Michael’s development over the film was mesmerising. From naive young man, lauded by conventional society and repelled by his family’s business, he has become a cold, calculating killer, baptised as leader during the horrific intercut of family christening and hits on his enemies. The last scene, in which he is able to lie to Kay with a straight face, then with equal lack of emotion accept the fealty of his father’s men, is chilling.
But the film was over-long, and I found it over-complicated. Perhaps because I got some characters mixed up with each other, which meant I couldn’t keep the story straight. Or perhaps because of the sudden jumps in time, especially towards the end, with no indication that it had happened until confronted with a line like “I’ve been back a year. Longer than that, I think,” or the sudden, out-of-the-blue existence of a three year old child.
I also fell into a few plot-holes.

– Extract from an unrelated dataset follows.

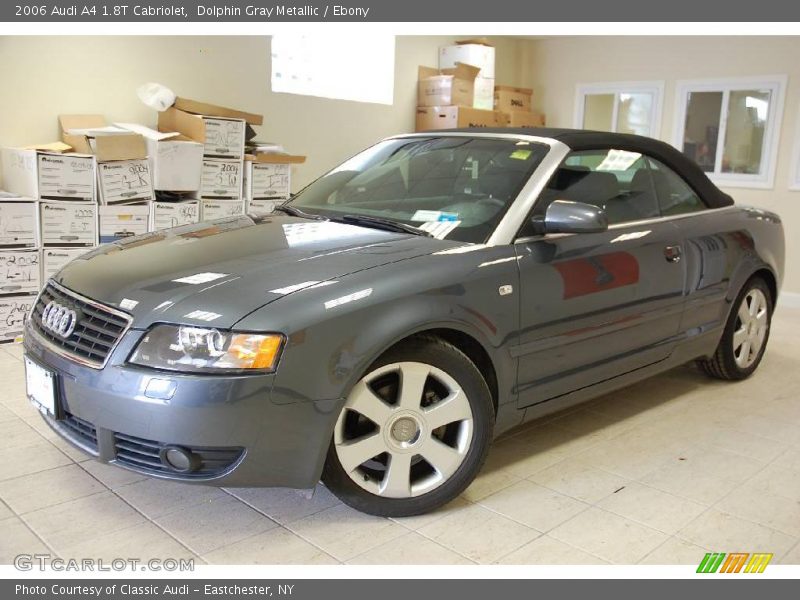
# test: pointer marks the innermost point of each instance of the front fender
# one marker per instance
(337, 330)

To a certain extent, when watching a film, you have to accept that some things are going to happen which you may not understand, but which are an essential part of moving the story or characters on. Several times during the Godfather I found myself unable to allow these moments, and was yanked out of the story, completely unable to believe that a decision or action taken was vital, and thinking less of the characters and the film because of it.
At this stage, it’s not a film I’ll be adding to my collection. I do feel a slight sense of loss about that – expectations certainly not exceeded – but the mythos has caught me. I am already contemplating the possibility of a re-watch helping me understand the story better…
But first I am looking forward to continuing the story, and following Michael’s fortunes with the only sequel to a AMPAS Best Picture winner also to have received the Oscar. There’s got to be something in that!
Love the epic, romanticised period view of the American mafia in The Godfather? Try watching Gomorrah for a so-real-you-might-faint view. Set in the seedy underbelly of modern day Naples, the Italian mob’s reach and control is mind-boggling, messy and utterly terrifying.